What's in the Communications Plan?

The frantic efforts of U.S. scientists to alert the Indian Ocean region in the minutes following the December 26 tsunami have been described by journalists all over the world. By focusing on these fruitless efforts, however, the journalists are missing a key issue:

U.S. officials might have been able to warn the mass populations of the region in time to save thousands of lives if they had alerted the major news media, such as the Associated Press and CNN, about the onrushing tsunami.

Here is the lead paragraph of a typical story on this subject; it was written by James Janega of the Chicago Tribune and published on December 28 by numerous newspapers that subscribe to the Tribune's news service:

"Chicago -- With a killer tsunami bearing down on Sri Lanka and India at airliner speeds, an effort to save thousands of lives came down to a handful of overworked employees in Hawaii trying to telephone government officials they did not know and did not know how to reach."

As noted in earlier posts and confirmed by a NOAA timeline, the tsunami had yet to reach Sri Lanka and India when scientists first suspected a tsunami had been generated. Rather than contact the mass media, however, scientists worked the phones unsuccessfully as they tried to reach colleagues and counterparts in the region.

One of Janega's sources said: "We didn't have a contact in place where you could just pick up the phone.... We were starting from scratch."

This quote quite reasonably suggests questions about the crisis communications planning of the Pacific Tsunami Warning Center (PTWC) and the U.S. Geological Survey.

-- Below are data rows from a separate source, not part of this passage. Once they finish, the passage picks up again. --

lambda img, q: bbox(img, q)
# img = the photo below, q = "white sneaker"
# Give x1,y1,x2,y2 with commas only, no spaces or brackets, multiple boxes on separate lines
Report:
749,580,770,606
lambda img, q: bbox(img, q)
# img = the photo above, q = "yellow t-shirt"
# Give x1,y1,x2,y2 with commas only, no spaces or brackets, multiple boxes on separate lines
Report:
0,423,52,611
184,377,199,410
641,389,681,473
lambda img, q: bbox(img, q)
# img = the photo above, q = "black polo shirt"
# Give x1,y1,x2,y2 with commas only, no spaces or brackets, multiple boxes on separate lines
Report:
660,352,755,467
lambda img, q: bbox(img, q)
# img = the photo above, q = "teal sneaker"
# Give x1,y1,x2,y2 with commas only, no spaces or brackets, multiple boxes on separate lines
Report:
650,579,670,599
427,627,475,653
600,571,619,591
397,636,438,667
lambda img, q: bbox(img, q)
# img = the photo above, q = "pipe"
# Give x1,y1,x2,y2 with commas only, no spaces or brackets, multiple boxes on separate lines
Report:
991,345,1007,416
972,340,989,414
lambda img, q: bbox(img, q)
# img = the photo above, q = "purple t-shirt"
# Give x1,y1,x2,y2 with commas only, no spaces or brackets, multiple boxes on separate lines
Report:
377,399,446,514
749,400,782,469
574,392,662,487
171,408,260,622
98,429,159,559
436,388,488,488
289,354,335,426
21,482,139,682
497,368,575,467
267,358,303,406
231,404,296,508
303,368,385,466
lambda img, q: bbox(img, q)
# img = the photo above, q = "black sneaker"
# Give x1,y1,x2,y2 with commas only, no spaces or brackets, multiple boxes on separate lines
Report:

Picking up the phone to call the news media is standard operating procedure for corporations that must communicate timely information to the public; utility companies do it routinely.

A New York Times story by reporters Michele Kayal and Matthew L. Wald that was reprinted in the International Herald Tribune on December 29 quoted a PTWC official: "We wanted to try to do something, but without a plan in place then, it was not an effective way to issue a warning, or to have it acted upon."

Does the PTWC's communications plan provide for making calls to the news media when scientists determine there is a significant threat to human life -- inside the Pacific Basin or out? It's a question that must be asked as inquiries are conducted into how U.S. agencies initially responded to the worst natural diaster of this generation.